Sweeney Todd was a massive departure from what was being offered on Broadway at the time, and something that sets this musical apart from others in his oeuvre is Sondheim’s use of underscoring, unusual for a musical. You’ll notice that orchestrations underlay almost all of the action. Typically, the music at the end of a song is used to cue the audience about when to react, most commonly with applause. Critically,continuous underscoring prevents us from clapping and celebrating the people onstage. We as the audience are tipped off our balance unconsciously by a relentless river of music that takes no break to praise itself. Like Poe’s tell-tale heart under the floorboards, the underscore keeps us on the edge of our seats. Are we supposed to laugh, reward the performers? No, we are not allowed to step outside of the grueling story even for a moment. The orchestrations call all our conventions of audience-ship into question. In this seemingly simple way, Sondheim actively transforms source material into something entirely new, something more akin to Hitchcock than Oklahoma.

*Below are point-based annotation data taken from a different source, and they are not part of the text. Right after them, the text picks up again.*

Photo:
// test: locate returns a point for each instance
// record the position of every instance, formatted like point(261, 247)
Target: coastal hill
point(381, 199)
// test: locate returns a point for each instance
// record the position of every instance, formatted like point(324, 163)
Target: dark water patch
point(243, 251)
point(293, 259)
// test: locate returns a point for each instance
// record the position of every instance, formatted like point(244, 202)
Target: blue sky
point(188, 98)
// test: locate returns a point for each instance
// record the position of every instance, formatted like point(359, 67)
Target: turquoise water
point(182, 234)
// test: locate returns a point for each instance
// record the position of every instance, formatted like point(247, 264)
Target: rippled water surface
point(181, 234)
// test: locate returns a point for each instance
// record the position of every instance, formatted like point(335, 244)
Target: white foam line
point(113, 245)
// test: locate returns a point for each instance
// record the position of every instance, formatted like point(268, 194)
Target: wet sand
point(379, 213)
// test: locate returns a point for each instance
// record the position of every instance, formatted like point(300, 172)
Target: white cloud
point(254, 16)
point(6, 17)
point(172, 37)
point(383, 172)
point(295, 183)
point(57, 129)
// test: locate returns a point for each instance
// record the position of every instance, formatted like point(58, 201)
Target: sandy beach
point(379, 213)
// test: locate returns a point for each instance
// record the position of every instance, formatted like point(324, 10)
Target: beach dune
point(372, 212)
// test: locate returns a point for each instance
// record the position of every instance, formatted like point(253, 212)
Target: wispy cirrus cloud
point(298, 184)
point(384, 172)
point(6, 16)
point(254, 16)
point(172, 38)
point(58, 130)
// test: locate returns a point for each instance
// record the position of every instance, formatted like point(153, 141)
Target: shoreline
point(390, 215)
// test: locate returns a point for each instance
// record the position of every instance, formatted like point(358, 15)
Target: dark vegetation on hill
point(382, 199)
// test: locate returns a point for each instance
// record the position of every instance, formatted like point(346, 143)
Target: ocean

This cinematic feeling we get while watching Sweeney Todd is no accident. In his book Finishing the Hat, Sondheim cites Hitchcock and other suspense films from his childhood as primary inspiration for his transformation of Bond’s original play, calling the musical “a movie for the stage” (Sondheim 332). Looking at his work this way brings clarity to why we feel so off-kilter when, for example, the orchestra swells with aggressive and discordant music to famously transition us out from “No Place Like London” and into Mrs. Lovett’s bakeshop. In a movie theatre, we don’t break our willing suspension of disbelief very often, remaining rapt even as we grab another fistful of popcorn. There is no built-in rest to glance at our companion or congratulate the actors on screen. We aren’t given a moment to remember that this isn’t real, that the actors are going back to their dressing rooms to refresh, that no one is in any real peril. Sondheim does what no one had done before and injects this filmmaker’s tool into musical theatre, creating “a musical horror story, one which would not be sung-through but which would be held together by ceaseless underscoring that would keep an audience in suspense and maybe even scare the hell out of them” (Stephen Sondheim, Finishing the Hat : Collected Lyrics (1954-1981) with Attendant Comments, Principles, Heresies, Grudges, Whines and Anecdotes [New York, Alfred A. Knopf, 2011], p 332).
He pulls off a masterwork of adaptation, lending further complexity to the history of this story. We couldn’t expect any less from the late, great Stephen Sondheim, who we sadly lost last year. May his memory be a blessing.